Calls for clampdown on tax exiles are 'a waste of time'
LABOUR party proposals to clamp down on the country's 5,800 tax exiles are a "complete waste of time" that will produce little by way of revenue, tax experts claimed last night.
Labour leader Eamon Gilmore yesterday said tax increases were now inevitable, but insisted they had to be matched with the closure of tax shelters and tax reliefs because "wealthy people with good accountants can get out of paying their tax liabilities".
Although stressing the need for job creation to be at the centre of a recovery package, the Labour leader failed to outline any new or concrete proposals on how to find upwards of €5bn in cutbacks.
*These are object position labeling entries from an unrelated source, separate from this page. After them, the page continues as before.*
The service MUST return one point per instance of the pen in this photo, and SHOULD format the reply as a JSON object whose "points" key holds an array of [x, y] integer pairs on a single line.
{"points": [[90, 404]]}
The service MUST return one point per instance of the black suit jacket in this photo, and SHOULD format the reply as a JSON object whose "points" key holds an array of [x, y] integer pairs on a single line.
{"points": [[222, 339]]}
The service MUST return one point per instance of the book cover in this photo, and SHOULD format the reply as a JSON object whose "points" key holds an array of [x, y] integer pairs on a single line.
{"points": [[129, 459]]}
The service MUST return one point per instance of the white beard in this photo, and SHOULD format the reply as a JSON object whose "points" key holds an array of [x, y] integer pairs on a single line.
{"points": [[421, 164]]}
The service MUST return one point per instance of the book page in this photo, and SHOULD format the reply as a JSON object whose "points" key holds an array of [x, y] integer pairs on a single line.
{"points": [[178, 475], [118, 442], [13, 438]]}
He did, however, reiterate calls to clamp down on tax exiles.
Barrister and tax expert Suzanne Kelly last night said clamping down on tax exiles was a "complete waste of time" and simply amounted to a "feel good, no cash tax" exercise.
She claimed Ireland has signed up to treaties around the world which allows individual countries to determine who the "taxing authority" is.
Ireland was now "locked" into this system, she said.
Three weeks out from the April mini-Budget, Mr Gilmore yesterday heaped criticism on the Taoiseach for failing to provide his party with adequate pre-Budget figures and information.
He claimed Labour was not prepared to become a "think tank" for the Government, adding that its invitation for pre-Budget proposals was "an attempt by them to provide political cover for themselves".